Theranos founder Elizabeth Holmes faces 20 years in prison after being charged with lying to investors and patients about the capabilities of her firm’s blood testing machines and the company’s financial health.
Prosecutors called former U.S. Secretary of Defense James Mattis as a witness against Theranos Inc. founder Elizabeth Holmes to try to show he was deceived in multiple ways — as a military man, a member of the company’s board and as an investor.
The retired four-star general testified Wednesday that he admired Holmes and came to believe in her promise that the Silicon Valley startup would revolutionize blood testing, only to be disappointed later when the shortcomings of Theranos technology were revealed and the company ultimately collapsed.
“There became a point when I didn’t know what to believe about Theranos anymore,” he said.
He said his early enthusiasm led him both to join the company board, which was studded with other luminaries, and to put $85,000 of his own money into Theranos because he wanted some “skin in the game.”
He was asked by a prosecutor if the loss of his investment was “significant.” All told, Holmes is accused of bilking more than $700 million from investors in Theranos, which was once valued at $9 billion before media exposes and regulatory probes reduced the company to virtual rubble.
“For someone who’d been in government service for 40 years, yes,” Mattis said.
Asked how he made the choice to invest, Mattis said Holmes was the “sole source” of his information.
Mattis, who headed the armed forces under former President Donald Trump, is among several high-profile witnesses expected to be called by the government for Holmes’s trial. Former Secretary of State Henry Kissinger, who was also on Theranos’s board, and may testify as well.

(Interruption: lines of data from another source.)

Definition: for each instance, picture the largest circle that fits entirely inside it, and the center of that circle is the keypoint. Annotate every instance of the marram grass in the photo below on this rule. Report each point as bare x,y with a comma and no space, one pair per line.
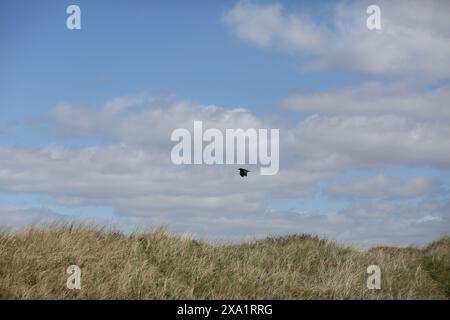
157,265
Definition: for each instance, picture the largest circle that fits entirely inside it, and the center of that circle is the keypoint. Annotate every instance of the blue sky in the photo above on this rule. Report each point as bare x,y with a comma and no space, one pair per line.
283,62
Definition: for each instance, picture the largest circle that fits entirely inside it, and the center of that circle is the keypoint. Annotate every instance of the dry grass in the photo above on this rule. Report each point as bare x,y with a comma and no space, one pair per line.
157,265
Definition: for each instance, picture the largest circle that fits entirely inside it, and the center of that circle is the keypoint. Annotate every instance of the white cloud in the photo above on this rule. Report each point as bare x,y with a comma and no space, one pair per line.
375,99
381,186
132,174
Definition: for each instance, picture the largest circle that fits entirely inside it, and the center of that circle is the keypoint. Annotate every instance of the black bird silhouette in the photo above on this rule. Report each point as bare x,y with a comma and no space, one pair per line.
243,172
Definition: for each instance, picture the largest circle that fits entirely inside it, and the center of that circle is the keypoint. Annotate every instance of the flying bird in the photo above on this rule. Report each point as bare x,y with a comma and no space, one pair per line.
243,172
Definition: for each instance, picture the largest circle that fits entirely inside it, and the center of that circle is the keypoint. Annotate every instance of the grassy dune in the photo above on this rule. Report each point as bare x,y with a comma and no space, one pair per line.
157,265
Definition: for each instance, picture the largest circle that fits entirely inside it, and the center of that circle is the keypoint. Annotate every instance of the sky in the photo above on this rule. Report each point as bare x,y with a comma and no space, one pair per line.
364,117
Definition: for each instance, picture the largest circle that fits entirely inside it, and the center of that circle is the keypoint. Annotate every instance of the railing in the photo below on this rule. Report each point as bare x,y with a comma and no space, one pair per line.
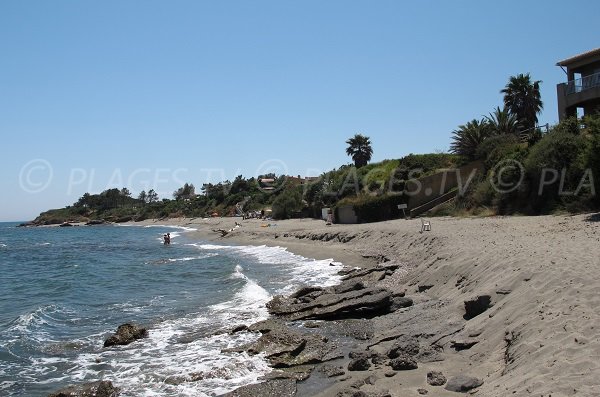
582,84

Mattis started out by telling jurors that Holmes came across as “sharp, articulate, committed” when he first met her about a decade ago, before he joined the board.
Holmes is charged with lying to investors and patients about the capabilities of Theranos machines and the company’s financial health and faces as long as 20 years in prison if convicted. She has pleaded not guilty.
Mattis recalled that he had his first contact with Holmes while in San Francisco in 2011 or 2012. “I was backstage for a speech I was going to give” when Holmes pricked his finger for a blood test, he said. “I believe that’s when I first saw the machine, a box-like device,” Mattis testified.
The general said Theranos’s goal of revolutionizing blood-testing with compact equipment had appeal for military applications.
“I’d been rather taken with the idea of just one drop of blood in a remote” area to test for a broad array of problems, Mattis said. It could be most helpful in triage “if it could do what she said she could do.”
Prosecutors told the jury at the start of the trial that Holmes made “grandiose claims” starting in 2009 about how Theranos machines would be on helicopters in various locations around the world and that the company would soon achieve revenue of hundreds of millions of dollars.
Mattis said he was never aware of Theranos analyzers being used for soldiers or in the military, not while he was in the service, or on the Theranos board.
“I’m not aware of it,” he said repeatedly when questioned by a prosecutor.